You didn't mention why you want a jointer so if there is a particular project that you think needs one, let us know. I have a porter cable benchtop jointer that I bought used off of Craig's list and it actually works very well, once I got sharp blades on it and had them set at the correct height. I don't need a jointer often and space is an issue so I am able to do most of what I need with the small jointer and not take up a lot of space in my garage.

Welcome to Lumberjocks!


----------



## VintageFlatulence (Jan 1, 2017)

I'm a newbie also with limited space and a job that requires me to pick up and move ever so often.

So I'm thinking about building a single bench with 4×8 tabletop to incorporate tools and dust collection. Still thinking through but job site table saw will be placed in a slot on one side with extension to the right, a sanding base next to that, and the miter saw with hood at the other end. The other side would have bench-top tools like drill press, belt sander, etc., etc. I'm thinking about plumbing in a dust collection pipe down the middle with appropriate sized branches to each tool. DC fan at the end with separator dumping chips and dust into a can underneath.

My thoughts so far.


----------



## CB_Cohick (Dec 22, 2014)

I have the DeWalt saw you were looking at. The fence is great, and they have upgraded the miter gauge so it is better than the crappy plastic one that used to come with it. The motor will spin a dado stack. I am not thrilled with the blade tilt mechanism, but it is ok for a jobsite saw. It is possible to make your own ZCI from half inch material. I tack a brad into the front end to keep it from jumping on startup. Any time I have needed service on it, DeWalt has been great to work with. I do plan to replace it with a cabinet saw as soon as I can, but I have been happy with my DeWalt 7491RS and will hang onto it for what it was intended, a good portable jobsite saw.


----------



## GAwoodworker (Apr 18, 2016)

I'm a college student who lives at home and does woodworking in the garage. I too got a limited space and have gone through a lot of tools to find what works. I've tried Ryobi, Dewalt, and Bosch jobsite saws. I've been doing great with a Bosch GTS1031. Fits a 1/2 inch dado stack, with some fine tune up the fence is great, made a tight-fitting miter gauge, and is easy to pickup and go or move around. You can find plans for a jointer sled to use on the table saw as well. I use the Dewalt DW734 planer. Search around a bit and you can find a good deal for a new one (or stack up some Amazon $$ to use towards it). Works great and still keeps low profile in your shop. I was debating hard between a planer and a jointer but found I could get more use out of the planer.


----------



## sawdustdad (Dec 23, 2015)

I am of the opinion that a table saw and a jointer *are *the first two stationary power tools to buy, with a bandsaw being the third. A jobsite saw can do good work, if you work carefully and allow for the tool's limits.

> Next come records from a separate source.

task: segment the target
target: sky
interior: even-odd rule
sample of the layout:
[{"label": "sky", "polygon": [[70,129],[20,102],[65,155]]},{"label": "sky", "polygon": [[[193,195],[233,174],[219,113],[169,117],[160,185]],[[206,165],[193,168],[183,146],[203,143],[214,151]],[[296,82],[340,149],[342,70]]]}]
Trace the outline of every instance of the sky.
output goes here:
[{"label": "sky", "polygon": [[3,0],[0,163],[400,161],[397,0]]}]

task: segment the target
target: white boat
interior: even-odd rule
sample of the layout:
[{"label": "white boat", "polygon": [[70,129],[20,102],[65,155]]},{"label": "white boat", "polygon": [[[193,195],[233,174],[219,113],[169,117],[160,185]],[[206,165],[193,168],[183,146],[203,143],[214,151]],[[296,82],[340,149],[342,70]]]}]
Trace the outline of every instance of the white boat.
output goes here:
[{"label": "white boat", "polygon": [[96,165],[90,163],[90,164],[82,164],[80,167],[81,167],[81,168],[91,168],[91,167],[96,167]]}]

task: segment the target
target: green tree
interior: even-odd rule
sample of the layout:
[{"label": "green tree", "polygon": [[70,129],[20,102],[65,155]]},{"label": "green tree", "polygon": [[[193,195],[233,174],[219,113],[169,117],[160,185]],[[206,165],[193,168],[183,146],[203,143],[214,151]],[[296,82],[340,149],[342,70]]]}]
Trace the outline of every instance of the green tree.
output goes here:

Planer and dust collector after that, then a drill press, scroll saw, disk/belt sander, lathe, shaper.

Obviously, in a small space, the first three will get you going along with some hand power tools.

A skilsaw, router, driver/drill, plate joiner, jigsaw/saber saw, makes a good start for hand power tools.


----------



## a1Jim (Aug 9, 2008)

We all work differently some folks can make a masterpiece with a bent spoon and a eggbeater but how many people of us can do that or want to do that?
The kind of tools we use has to do with what we want to make and are able to make and of course how much space and money we have


----------



## Lnp141 (Apr 5, 2016)

Ok, I need some help. I have inherited a 14*15 space, which is good as I have few tools right now, the problem is that the nice and flat cement pad is not flat, is sloped on the 15 in side by about 1 inch from top to bottom, which is causing me headaches on being level.. Any ideas on how to best setup my tools, so the tools and the workbench are even and level. Should I build them even and then raise them to match, on place them sideways.

Any help would be appreciated.


----------



## a1Jim (Aug 9, 2008)

There are a couple ways I can think of it depends how much time and money you want to put into correcting it?


----------